SOS Children’s Villages prevent children from being abandoned. They provide individuals with the opportunity to play a crucial role in a child’s upbringing. Yet the villages themselves are susceptible to the spillover of outside violence. Children are the most vulnerable to this violence. The proper means for child development cannot be provided if their well-being is not treated with more respect and concern.

There are provisions necessary for the proper development of a child. Children need to have a loving family, respect and security. Yet with the increase of conflict, children are being placed in more and more unsecure conditions which are stripping away at their quality of development.

In the Children’s Village of Rafah, a southern city of the Gaza Strip, the sounds of bombs can be clearly heard on a daily basis. The children do not understand the cause of the violence and are terrified by the sounds. Some ask the SOS mothers, “Why are there so many people being killed? Why are there so many houses being destroyed?” But the mothers cannot even answer and simply try to keep the children happy.

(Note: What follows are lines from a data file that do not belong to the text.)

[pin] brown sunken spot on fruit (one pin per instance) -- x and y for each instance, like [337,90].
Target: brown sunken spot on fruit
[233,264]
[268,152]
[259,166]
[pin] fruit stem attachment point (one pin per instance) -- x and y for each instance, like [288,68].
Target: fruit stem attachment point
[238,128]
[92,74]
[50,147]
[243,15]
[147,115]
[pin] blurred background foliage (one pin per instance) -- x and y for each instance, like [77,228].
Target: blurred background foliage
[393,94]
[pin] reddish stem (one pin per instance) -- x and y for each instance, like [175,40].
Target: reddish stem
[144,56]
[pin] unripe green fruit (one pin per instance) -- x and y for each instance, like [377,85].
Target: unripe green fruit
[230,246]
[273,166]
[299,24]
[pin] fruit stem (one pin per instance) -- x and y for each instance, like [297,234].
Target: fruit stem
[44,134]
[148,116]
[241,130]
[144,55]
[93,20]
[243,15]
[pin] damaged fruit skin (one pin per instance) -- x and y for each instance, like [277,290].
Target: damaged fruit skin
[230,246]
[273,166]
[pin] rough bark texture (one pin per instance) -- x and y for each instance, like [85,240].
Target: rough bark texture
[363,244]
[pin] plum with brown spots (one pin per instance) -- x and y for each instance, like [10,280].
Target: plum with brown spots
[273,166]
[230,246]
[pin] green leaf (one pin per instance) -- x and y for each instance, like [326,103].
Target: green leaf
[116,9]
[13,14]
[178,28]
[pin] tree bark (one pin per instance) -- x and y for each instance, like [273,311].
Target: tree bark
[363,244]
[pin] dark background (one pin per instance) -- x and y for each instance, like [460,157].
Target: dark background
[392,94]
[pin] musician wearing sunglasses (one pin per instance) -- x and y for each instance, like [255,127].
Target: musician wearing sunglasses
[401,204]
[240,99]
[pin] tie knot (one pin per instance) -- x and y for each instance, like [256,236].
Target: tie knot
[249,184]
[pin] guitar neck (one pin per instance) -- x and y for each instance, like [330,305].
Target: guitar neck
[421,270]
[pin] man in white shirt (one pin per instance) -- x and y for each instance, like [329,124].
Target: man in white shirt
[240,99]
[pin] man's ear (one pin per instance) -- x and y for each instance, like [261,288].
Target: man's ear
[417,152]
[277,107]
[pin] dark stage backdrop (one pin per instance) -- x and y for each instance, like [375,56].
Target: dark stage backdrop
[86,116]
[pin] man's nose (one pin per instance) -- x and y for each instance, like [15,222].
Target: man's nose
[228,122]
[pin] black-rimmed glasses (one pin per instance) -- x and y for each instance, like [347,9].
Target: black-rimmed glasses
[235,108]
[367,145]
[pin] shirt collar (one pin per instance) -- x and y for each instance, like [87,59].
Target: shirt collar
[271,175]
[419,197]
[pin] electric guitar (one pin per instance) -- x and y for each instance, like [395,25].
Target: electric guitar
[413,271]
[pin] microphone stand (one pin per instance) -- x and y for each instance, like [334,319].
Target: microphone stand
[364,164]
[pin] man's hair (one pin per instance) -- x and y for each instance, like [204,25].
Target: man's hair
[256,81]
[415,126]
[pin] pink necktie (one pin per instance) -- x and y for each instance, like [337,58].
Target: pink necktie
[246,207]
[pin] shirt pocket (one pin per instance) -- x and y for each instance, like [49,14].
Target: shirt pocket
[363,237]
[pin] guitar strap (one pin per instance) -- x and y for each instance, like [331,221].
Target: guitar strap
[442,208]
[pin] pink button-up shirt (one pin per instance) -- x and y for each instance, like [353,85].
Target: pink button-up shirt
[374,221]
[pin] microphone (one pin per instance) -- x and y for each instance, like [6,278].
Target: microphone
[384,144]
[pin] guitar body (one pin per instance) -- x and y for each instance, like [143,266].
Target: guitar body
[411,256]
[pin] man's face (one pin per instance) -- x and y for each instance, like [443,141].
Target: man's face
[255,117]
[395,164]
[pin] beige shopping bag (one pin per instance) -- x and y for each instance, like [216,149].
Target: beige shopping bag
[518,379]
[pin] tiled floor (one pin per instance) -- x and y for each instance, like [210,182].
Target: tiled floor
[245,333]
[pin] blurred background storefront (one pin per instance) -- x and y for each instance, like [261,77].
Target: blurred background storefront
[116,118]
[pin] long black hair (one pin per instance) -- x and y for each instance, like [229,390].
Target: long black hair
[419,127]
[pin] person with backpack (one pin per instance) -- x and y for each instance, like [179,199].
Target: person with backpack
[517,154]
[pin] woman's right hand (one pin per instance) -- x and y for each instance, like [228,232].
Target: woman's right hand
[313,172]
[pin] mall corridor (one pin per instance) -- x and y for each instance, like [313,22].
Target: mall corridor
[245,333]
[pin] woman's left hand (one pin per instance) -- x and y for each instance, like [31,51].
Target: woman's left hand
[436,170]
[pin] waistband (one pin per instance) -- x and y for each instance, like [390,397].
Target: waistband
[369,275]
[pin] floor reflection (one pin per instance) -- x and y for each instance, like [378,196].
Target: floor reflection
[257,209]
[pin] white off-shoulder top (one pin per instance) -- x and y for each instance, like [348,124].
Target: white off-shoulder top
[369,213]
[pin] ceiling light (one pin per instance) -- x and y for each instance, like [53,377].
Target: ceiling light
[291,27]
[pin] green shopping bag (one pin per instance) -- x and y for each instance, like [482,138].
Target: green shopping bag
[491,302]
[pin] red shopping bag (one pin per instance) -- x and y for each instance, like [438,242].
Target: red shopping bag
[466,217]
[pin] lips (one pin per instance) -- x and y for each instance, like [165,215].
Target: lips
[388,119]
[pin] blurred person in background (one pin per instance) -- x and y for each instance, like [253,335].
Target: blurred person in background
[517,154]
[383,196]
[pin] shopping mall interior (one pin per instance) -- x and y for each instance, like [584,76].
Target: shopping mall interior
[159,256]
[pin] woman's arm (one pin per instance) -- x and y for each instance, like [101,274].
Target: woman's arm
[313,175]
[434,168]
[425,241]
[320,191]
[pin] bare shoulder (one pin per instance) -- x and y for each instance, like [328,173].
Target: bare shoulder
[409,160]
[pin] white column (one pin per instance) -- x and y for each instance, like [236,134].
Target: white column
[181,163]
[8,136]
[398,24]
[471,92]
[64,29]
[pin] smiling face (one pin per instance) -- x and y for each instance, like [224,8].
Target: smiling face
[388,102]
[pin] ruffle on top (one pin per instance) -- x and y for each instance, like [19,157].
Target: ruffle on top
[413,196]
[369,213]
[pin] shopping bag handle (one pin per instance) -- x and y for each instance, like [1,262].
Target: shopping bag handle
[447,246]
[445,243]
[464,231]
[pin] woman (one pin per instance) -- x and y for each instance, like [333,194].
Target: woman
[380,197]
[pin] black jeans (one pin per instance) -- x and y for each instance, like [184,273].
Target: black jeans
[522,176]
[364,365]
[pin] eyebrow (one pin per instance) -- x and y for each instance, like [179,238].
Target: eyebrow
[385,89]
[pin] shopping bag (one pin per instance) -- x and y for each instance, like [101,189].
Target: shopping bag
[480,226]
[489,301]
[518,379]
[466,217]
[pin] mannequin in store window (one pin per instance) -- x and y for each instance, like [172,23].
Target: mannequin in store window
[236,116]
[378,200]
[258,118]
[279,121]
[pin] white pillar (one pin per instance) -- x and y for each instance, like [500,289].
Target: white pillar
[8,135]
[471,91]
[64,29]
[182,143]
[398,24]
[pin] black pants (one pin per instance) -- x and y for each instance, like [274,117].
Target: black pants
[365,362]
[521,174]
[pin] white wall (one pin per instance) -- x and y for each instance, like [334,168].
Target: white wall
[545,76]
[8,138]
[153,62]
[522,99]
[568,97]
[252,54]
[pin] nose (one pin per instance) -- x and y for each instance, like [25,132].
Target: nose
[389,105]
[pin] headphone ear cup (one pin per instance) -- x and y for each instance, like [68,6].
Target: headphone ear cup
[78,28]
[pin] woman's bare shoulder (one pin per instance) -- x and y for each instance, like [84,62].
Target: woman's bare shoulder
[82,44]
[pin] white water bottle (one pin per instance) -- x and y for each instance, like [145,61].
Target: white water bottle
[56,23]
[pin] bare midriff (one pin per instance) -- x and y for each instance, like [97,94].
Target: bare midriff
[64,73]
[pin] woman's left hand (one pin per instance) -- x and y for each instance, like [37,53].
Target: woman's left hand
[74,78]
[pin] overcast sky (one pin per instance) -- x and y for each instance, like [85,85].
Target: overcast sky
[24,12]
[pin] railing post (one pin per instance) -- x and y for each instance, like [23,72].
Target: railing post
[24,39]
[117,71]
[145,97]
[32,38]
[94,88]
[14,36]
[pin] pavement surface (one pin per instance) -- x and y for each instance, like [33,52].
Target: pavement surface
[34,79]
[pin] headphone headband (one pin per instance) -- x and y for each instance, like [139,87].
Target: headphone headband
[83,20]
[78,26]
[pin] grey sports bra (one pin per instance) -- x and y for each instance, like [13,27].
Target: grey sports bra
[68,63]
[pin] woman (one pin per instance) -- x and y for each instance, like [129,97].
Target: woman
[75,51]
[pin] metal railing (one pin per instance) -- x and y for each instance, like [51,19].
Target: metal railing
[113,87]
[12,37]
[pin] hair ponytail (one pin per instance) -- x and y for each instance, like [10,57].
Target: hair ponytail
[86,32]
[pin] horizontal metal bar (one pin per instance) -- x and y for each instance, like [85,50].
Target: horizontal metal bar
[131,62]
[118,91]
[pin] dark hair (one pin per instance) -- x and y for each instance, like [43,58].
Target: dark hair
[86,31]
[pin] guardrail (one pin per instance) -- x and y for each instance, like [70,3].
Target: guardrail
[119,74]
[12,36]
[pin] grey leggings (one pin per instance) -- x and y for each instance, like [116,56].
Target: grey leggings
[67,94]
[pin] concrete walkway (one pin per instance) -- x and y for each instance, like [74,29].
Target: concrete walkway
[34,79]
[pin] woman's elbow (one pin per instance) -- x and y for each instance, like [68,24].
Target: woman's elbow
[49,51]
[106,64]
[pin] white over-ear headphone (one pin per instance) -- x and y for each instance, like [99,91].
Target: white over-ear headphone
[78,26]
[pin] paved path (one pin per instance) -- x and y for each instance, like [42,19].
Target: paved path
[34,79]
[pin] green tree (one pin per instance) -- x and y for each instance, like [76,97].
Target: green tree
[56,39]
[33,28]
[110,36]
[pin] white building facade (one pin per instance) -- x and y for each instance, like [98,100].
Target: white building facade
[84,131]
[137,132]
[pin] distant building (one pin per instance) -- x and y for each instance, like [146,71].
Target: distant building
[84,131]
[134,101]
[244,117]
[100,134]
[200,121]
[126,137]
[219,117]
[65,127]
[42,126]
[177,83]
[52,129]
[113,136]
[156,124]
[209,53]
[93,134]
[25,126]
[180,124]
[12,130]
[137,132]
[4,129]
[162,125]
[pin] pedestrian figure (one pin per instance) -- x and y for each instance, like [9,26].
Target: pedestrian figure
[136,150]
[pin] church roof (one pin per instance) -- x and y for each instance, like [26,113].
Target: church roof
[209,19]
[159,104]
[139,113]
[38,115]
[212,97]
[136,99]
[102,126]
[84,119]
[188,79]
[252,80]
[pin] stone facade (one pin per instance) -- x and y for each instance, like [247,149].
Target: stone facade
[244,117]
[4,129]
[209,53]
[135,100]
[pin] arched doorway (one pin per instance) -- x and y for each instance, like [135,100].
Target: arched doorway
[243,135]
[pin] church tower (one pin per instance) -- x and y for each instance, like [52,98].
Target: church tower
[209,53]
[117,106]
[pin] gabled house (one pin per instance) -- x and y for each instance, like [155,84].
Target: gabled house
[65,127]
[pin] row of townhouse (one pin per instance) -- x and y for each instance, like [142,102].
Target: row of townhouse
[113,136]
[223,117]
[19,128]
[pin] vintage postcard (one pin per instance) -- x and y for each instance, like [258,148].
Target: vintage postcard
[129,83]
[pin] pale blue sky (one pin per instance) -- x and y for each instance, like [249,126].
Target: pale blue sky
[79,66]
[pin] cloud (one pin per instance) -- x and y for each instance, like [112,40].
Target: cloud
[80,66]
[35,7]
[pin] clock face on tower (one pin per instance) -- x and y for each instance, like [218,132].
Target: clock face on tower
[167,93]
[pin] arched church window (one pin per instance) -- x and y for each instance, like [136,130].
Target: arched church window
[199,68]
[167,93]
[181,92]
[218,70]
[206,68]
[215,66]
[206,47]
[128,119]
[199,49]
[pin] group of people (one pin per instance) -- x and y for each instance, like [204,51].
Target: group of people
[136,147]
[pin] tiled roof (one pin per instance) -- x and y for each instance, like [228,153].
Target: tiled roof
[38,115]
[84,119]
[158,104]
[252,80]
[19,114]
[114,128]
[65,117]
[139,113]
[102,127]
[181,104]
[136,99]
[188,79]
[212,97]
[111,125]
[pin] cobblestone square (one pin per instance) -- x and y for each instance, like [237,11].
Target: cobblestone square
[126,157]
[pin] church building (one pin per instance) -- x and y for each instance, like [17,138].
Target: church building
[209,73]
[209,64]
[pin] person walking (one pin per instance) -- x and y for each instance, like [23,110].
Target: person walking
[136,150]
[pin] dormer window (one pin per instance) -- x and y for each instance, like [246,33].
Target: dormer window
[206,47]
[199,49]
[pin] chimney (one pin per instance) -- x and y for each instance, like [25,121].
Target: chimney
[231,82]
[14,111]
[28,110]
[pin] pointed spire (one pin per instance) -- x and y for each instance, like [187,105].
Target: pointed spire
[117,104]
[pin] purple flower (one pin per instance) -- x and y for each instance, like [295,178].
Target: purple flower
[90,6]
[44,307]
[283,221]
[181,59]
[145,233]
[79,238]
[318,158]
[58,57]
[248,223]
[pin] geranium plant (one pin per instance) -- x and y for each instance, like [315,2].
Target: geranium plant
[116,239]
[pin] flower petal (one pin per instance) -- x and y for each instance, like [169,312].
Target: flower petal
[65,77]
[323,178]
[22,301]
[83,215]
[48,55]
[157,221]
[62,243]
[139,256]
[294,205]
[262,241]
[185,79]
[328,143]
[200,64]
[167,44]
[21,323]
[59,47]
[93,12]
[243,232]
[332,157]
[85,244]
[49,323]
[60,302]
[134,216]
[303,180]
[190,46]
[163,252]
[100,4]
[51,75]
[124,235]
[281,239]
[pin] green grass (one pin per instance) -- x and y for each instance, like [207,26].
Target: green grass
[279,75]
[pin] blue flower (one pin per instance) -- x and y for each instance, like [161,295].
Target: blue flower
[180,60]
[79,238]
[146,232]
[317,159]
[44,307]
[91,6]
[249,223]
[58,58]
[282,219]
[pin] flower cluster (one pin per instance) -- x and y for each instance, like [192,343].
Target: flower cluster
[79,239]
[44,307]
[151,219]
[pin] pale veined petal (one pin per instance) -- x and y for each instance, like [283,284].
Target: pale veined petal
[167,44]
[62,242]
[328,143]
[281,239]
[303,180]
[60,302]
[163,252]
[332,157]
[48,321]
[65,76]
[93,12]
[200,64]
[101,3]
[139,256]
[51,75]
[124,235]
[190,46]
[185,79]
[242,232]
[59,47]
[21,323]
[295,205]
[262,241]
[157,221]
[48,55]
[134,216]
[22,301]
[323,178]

The Children’s Village in Israel, home to Muslim, Jewish and Christian children, is in just as much turmoil, its occupants disturbed by the sounds of war around them. Here the Children’s Village is based in the conflict zone area, accompanied with fortified protection for families to take refuge.

Still, many children are too scared to leave the sides of their SOS mothers, some even too afraid to go to the bathroom alone. Older children say that this may be how their lives always are, always fearful of the raging war.

In Africa, the SOS Village of Malakal was forced to evacuate after threats of rebel violence. The village was later overrun by rebels and now lies in ruins. Plans of relocation to Juba, the capital city, were politically denied. Now the children of Malakal Village have no permanent home.

Countless stories exist about children who are barely surviving on the streets in their countries. From Ammar, the 10-year-old Syrian boy who spends his days collecting litter and who wakes up to insects crawling all over his body, to Tahir, an 18-year-old survivor of the SOS Village Malakal raid who ran for his life after witnessing murder, the situation of children without proper homes is worsening in these violent regions.